For fluorescent speckle microscopy, microtubules (false-colored green) and actin filaments (false-colored red) were labeled by microinjection with Rhodamine-tubulin and a minute amount (∼0.2 µM) of Alexa 488-phalloidin, respectively. (A) A selected image from a time lapse series showing a dividing cell in which a single, clearly visible microtubule (boxed) happened to be isolated from the rest of the central spindle. Bar, 10 µm. (B) Sequential images of the boxed region, containing the cell cortex and the microtubule of interest, were enlarged and reoriented, with the microtubule horizontal and the cell cortex toward the right. A speckled actin filament (or bundle) appeared to move along a single microtubule toward the cortex. Bar, 5 µm.

Figure 8. Cortical flow and de novo synthesis of actin filaments in grasshopper spermatocytes.

(A) Time-lapse sequence of actin filaments undergoing cortical flow (from Video S11). Flow of actin was induced by collapsing the spindle and repositioning it near one side of the cortex. The final location of the spindle is marked by “sp”. Actin filaments were labeled by microinjection with Alexa 488 phalloidin. Note the clearing over time of the region closest to the spindle, as the actin flows to the cortex on the opposite side of the cell. Spindle-associated mitochondria were seen as a pair of large bright patches (labeled “m”) that autofluoresced in the FITC channel. Because mitochondria were localized to the cytoplasm, their displacement was not related to cortical flow, but rather was driven by the elongation of dynamic microtubules with which they were associated.

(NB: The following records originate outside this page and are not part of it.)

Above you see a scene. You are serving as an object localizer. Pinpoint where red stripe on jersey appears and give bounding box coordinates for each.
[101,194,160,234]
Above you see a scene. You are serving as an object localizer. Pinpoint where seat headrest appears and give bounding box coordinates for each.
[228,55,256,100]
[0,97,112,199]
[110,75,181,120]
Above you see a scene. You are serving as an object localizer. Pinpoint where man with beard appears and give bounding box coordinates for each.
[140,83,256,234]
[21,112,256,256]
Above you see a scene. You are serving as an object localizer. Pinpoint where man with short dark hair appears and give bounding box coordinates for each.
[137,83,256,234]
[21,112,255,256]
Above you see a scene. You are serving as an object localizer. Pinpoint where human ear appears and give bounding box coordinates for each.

Time in minutes. (B) A confocal micrograph showing actin aggregates (red, marked by arrows) localized to the tips of bundled microtubules (green) at the spindle midzone. These aggregates were strikingly similar in their location, timing of appearance and morphology to aggregates found in silkworm spermatocytes , which have been shown to be assembled de novo at the midzone. Actin was labeled by microinjection of rhodamine phalloidin during anaphase, and microtubules were labeled with paclitaxel green. A cell division scar (red circle, lower edge of cell) was visible. Bars, 10 µm.

Figure 9. Cell division did not require the presence of spindle-associated mitochondria.

A time-lapse sequence of DIC images. During anaphase (0 min), both groups of spindle-associated mitochondria (m) that flanked the central spindle (sp) were mechanically repositioned distal to opposing sets of segregating chromosomes (c; 12 min). Although the equatorial region was thus cleared of mitochondria, cleavage at the spindle equator was not inhibited (12 min onward). Arrows show the locations of the cleavage furrows: at the equator, and in two ectopic locations induced by the relocated, mitochondria-associated bundles of microtubules. The furrows produced two daughter cells (d), each associated with an anucleate membrane pocket (p). Time in minutes. Bar, 10 µm.